The City Council spent nearly an hour last week discussing humps, lumps, bumps, botts dots, neckdowns, bulbouts, chokers, roundabouts, chicanes, lane diets, tables, cushions, speed legends, rumble strips and pedestrian sting operations, among other potential options to calm the traffic in Oakley.
In general the council members favored the less drastic measures for slowing down traffic, but they also wanted to make sure City Engineer Jason Vogan would have enough traffic-slowing tools in his enforcement toolbox to ensure pedal-to-the-metal motorists give Oakley pedestrians a brake.
“We’ve received a number of complaints in the past about traffic in the neighborhoods,” Vogan told the council at its Dec. 10 meeting. “We have a limited tool box. We need to figure out which direction our city wants to go.
“What it comes down to is there are three E’s: education, enforcement and engineering. It’s an approach to use different forms of those three E’s to get people to drive appropriately in neighborhoods and make sure they are safe and livable.”
Most of the traffic control measures will be implemented in neighborhood streets in response to complaints from residents about speeders or unsafe traffic situations on their streets.
But some of the main roads, which are called collector streets, may also be candidates for traffic-calming measures if residents along those roads ask city officials for help. Vintage Parkway was discussed as a possible target for slow-down measures.
“It does have speeding issues,” said Vogan. “It doesn’t lend itself very well to enhanced signing. We’ve put stop signs everywhere we can, so there aren’t any opportunities to put additional stop signs. We can do the lane diet and shrink it down to see if that’s effective.
“That may be a street where we say, ‘It may be a collector, but speed humps or some alternative may be effective out there.’”
Councilwoman Pat Anderson said she agreed that there’s a problem with speeding on Vintage Parkway, but said that narrowing the lanes might not be the answer.
“It’s very narrow already,” she said. “With houses on the side of it, it feels very narrow going down it. But it would be one that I definitely think we need to do humps, lumps, bumps – something a little more drastic than just striping. It will only be used more as we see more development on either end of it.”
Vogan then suggested waiting to see if complaints come in about Vintage Parkway and other collector streets before lumping and bumping them.

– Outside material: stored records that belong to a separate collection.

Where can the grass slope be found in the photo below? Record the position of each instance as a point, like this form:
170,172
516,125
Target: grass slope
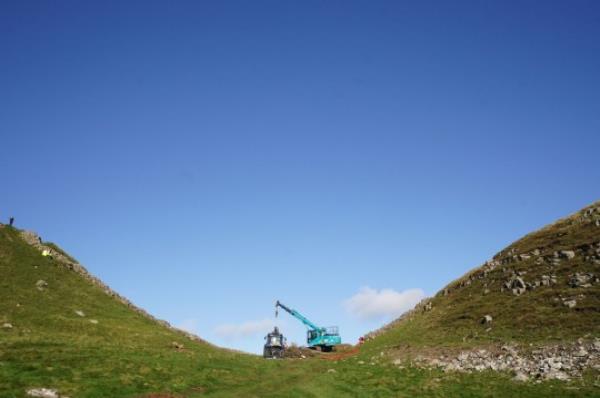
126,354
538,316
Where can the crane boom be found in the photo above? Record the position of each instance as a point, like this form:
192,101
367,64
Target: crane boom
298,316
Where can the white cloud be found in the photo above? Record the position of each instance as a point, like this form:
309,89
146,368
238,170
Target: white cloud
189,325
371,303
232,331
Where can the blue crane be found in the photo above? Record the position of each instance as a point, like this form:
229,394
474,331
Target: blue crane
323,337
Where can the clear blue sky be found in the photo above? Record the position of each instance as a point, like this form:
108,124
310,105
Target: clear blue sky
205,159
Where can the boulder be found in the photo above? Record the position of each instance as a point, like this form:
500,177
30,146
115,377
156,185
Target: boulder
568,254
42,393
570,303
41,285
520,376
581,280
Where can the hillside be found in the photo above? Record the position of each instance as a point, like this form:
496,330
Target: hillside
63,329
543,289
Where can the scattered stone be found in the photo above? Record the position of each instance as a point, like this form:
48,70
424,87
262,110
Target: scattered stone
517,285
581,280
177,346
42,393
557,362
570,303
568,254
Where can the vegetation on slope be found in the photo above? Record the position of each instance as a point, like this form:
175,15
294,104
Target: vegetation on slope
68,334
546,261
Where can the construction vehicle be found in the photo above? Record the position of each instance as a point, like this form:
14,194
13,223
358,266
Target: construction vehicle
324,338
274,344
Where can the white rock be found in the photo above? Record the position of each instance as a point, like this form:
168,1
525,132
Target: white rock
42,393
570,303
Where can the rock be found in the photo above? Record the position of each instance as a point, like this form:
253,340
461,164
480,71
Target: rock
581,352
568,254
570,303
581,280
521,377
555,374
517,285
42,393
177,346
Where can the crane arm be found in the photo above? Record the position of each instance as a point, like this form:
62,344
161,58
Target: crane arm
298,316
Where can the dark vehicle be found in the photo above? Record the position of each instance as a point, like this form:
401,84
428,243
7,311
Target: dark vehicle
274,345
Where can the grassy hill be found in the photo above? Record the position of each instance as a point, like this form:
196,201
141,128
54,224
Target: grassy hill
61,328
541,291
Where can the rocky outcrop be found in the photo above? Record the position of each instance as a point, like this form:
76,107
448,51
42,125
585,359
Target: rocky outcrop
560,362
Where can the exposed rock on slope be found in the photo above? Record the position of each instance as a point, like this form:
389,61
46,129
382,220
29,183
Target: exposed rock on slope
540,291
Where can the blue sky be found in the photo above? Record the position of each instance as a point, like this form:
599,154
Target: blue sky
205,159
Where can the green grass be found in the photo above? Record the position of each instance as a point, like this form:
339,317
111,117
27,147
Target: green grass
535,317
129,355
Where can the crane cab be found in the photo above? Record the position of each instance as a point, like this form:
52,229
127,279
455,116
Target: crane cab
274,344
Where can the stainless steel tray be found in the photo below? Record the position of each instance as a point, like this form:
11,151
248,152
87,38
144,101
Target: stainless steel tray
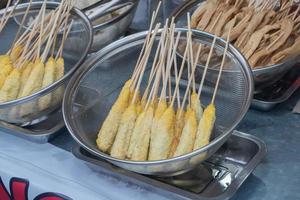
217,179
40,132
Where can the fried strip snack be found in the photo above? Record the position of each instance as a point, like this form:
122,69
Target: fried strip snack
205,127
121,144
188,135
109,128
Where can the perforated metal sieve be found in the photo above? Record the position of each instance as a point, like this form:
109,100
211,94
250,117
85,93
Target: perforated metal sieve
94,88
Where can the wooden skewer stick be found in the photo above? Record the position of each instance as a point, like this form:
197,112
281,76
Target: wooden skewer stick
64,20
156,61
169,59
20,27
9,15
31,35
41,29
191,76
144,61
50,39
181,68
206,66
177,92
221,68
191,59
137,69
65,36
3,19
153,19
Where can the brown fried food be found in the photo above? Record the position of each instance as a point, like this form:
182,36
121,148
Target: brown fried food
286,30
290,52
256,38
224,20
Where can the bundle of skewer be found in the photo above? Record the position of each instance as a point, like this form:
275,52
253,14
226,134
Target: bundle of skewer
33,63
263,34
160,124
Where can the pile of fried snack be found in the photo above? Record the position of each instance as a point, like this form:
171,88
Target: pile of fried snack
31,63
159,123
265,33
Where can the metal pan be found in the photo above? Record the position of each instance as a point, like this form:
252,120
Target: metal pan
219,178
106,73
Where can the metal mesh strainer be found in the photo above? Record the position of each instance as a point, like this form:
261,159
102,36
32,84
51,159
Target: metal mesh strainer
95,86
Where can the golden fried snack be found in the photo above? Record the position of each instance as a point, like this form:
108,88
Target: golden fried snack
33,84
16,52
121,143
165,130
161,108
140,152
290,52
5,68
138,128
109,128
196,106
49,78
11,86
188,135
25,74
205,127
35,79
179,124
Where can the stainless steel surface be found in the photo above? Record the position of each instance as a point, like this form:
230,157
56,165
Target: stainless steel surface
105,74
41,132
95,13
219,178
113,23
75,51
263,76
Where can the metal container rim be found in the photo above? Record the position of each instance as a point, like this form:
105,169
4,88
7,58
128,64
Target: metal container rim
91,64
89,29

“We may want to be more reactionary out there instead of proactive,” he said. “Maybe we’ll just sort of monitor them. We’ve been able to enforce out there. We don’t get a ton of complaints on Vintage Parkway and on most of the other collectors.”
Anderson responded, “I’m more comfortable with that. Because what I see may not be what is typical. The people in the neighborhoods need to be the judge and let us know. I would like us to ensure that we get this word out so that people know if there’s a problem, there’s a process very close to being completed (for dealing with the
Vogan outlined a multi-step process for dealing with traffic problems.
First, a resident needs to fill out a form outlining a traffic-related concern and submit it to Jason Vogan at City Hall along with 10 signatures from other people in the neighborhood who share that concern. Then a city official will discuss the problem with the resident, do a speed survey or take a count of the traffic volume and possibly hold a neighborhood meeting.
If there is a legitimate traffic problem, some of the simpler measures will be taken first. These may include distributing traffic flyers and brochures, putting up lawn signs, increasing police enforcement and putting up a radar trailer that displays how fast cars are going.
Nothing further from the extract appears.